Figure 1. (A) Transmission electron photomicrograph of a characteristic tetrad of the unicellular Gloeocapsopsis sp. UTEX B3054. Note the multilayered and abundant extracellular polymer substance surrounding cells. Scale bar: 1 μm. (B) Phylogenomic tree generated by Maximum-likelihood using 43 cyanobacterial marker genes from 74 cyanobacterial genomes, based on the evolutionary substitution model LG+R8. Gloeobacter violaceus PCC7421 was used as outgroup. In gray box, the Chroococcaceae family (Order Chroococcales), which encompasses Gloeocapsopsis sp. UTEX B3054. This clade share ancestors with Chroococcidiopsis thermalis PCC7420, which has been assigned by Komárek et al. (2014) to the family Chroococcidiopsidaceae (order Chroococcidiopsidales). Few genomes of representatives of both clades have been successfully sequenced. Bootstrap values from phylogenetic analysis are displayed at the nodes. In white box, cyanobacterial representatives of section IV and section V. Both clades belong to the Nostocales order.

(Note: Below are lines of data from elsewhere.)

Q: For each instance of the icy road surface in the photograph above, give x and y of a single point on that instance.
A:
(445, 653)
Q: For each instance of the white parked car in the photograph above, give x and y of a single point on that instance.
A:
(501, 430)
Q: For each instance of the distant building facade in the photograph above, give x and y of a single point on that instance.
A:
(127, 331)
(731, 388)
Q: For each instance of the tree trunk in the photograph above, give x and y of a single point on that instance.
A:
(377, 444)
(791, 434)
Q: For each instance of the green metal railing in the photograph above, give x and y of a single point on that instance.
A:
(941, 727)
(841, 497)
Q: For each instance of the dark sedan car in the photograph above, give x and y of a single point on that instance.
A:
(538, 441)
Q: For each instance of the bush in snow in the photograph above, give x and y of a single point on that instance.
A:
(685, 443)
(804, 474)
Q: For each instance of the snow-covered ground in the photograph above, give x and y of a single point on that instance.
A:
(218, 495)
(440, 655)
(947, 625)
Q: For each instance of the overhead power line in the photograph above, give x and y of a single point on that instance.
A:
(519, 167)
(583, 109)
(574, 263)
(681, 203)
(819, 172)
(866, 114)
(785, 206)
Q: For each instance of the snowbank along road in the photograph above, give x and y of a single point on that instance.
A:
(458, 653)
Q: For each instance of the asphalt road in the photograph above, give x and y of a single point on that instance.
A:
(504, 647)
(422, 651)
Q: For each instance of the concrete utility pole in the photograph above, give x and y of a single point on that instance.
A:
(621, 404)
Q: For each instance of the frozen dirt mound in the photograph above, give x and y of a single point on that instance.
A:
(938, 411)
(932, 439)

Analysis with the HGTector software indicated that the number of potential CDS horizontally transferred was about 200, being the following the main bacterial order donors: Bacillales (15%), Ktedonobacterales (7%), Myxococcales (7%), and Rhizobiales (6%). Of these genes, 42% possess unknown functions, 35% are related to known metabolic pathways, and 16.5% are involved in information storage and processing. Genes related to the metabolism and transport of secondary metabolites, lipids, and saccharides are the most recurrent (Supplementary Table S1). Furthermore, 38 clusters encoding putative pathways of secondary metabolites were identified by the ClusterFinder method. Of them, 13 gene clusters might be associated with saccharide biosynthesis. Of particular interest are eight gene clusters found with the antiSMASH software, which encode for presumed biosynthetic pathways for bacteriocin (1), terpenes (1), aminoglycoside-aminocyclitol (1), polyketide synthase (PKS) (1), non-ribosomal peptide synthesis (NRPS) (1), and NRPS-PKS hybrids (3). Noteworthy, one of the latter is particularly extended (72.8 kbp), comprising almost 50 genes (Contig00007; location 61,046–133,879 nt). No complete homolog of this gene cluster was found in the IMG/JGI database, supporting its uniqueness. Overall, these eight genes clusters represent 4.92% (269,747 bp) of the whole genome of Gloeocapsopsis sp. UTEX B3054.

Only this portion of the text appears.